Ben turned back into the stairway, pulled the door shut behind him, set the heavy bar across it, and descended into darkness. He still had half the tunnel complex to check, and the weight of those grenades to remind him to be thorough. Then he'd pick up the carrying case with that Mayan flint on the way out. He could feel it calling to him, all the way up here. He wanted to touch it, hold it, dream it to life. Dreams. It woke in his dreams, moving, whispering, grinning fangs at him, remembering blood and sun. Wouldn't want the cops to get their hands on that.
He hoped Jane White wouldn't force him to make any more phone calls.
Chapter Thirteen
Alice jerked at a tuft of witch-grass, ignoring the stab of pain that answered from her back. Instead, she reached for another runner that had attempted to sneak away from the carnage and attack the garlic border. Then she settled back on her butt and surveyed the battlefield of her kitchen garden, bedding the herbs down for the winter. Parsley, sage, rosemary, and thyme.
And witch-grass. Damned weed spread like a resistant staph-A infection. And about as hard to kill. Let it escape now and it would be twice as difficult to root out come spring.

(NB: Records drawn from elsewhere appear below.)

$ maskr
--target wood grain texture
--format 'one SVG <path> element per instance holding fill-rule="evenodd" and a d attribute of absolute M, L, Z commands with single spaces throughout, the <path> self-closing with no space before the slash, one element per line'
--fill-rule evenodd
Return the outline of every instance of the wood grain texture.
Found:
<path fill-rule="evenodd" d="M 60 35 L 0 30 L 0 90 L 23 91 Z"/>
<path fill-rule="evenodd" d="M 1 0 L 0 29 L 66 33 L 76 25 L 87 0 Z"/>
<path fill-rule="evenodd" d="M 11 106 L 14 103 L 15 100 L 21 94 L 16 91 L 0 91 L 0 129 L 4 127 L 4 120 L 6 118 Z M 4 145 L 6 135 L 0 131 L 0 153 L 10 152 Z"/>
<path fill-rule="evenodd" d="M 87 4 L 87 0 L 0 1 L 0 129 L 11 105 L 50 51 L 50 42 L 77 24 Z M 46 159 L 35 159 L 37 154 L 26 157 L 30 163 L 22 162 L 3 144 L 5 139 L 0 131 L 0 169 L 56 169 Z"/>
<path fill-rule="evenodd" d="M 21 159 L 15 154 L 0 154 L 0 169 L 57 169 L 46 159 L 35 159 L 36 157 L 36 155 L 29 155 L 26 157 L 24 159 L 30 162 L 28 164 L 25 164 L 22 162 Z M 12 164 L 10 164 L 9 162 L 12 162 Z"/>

Caroline should be weeding the garden. That's what healthy muscular young backs were made for. But the girl was off in Arizona and out of range of telephones. And pissed off at the House, on top of that. Simmering rebellion. Alice could recognize the symptoms — hell, she wrote the book herself, back at the same age.

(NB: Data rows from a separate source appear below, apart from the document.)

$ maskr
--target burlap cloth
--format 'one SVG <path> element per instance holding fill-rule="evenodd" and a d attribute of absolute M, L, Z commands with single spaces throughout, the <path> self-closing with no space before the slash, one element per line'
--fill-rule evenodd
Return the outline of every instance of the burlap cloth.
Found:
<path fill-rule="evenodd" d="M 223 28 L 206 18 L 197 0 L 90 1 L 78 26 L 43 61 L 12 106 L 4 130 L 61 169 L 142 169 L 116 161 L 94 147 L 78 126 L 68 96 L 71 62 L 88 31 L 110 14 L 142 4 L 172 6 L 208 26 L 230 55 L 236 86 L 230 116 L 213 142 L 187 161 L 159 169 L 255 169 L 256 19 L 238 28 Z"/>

A furry nose bumped her elbow. "Mrrrt?"
Alice wiped her hand on her jeans and scratched the cat. That's what humans were for, making life easier for cats. She stared down at the young calico.
"Three to one odds she doesn't come back before she graduates. The damned House pushed her just a bit too far, setting up that chowder. Sure, we needed it, but she could have used canned clams without committing sacrilege."
She paused and a brief smile twitched the corner of her mouth. "Plus the best young studs in this town are all her cousins. Or worse."
Atropos climbed into Alice's lap and started to purr. The quiet buzz blended well with Gregorian chants floating out from the House and the hum of bees in the still air. She plucked a sprig of thyme and rolled its pungency between her fingers, adding to the spell. The sun on her back helped, too.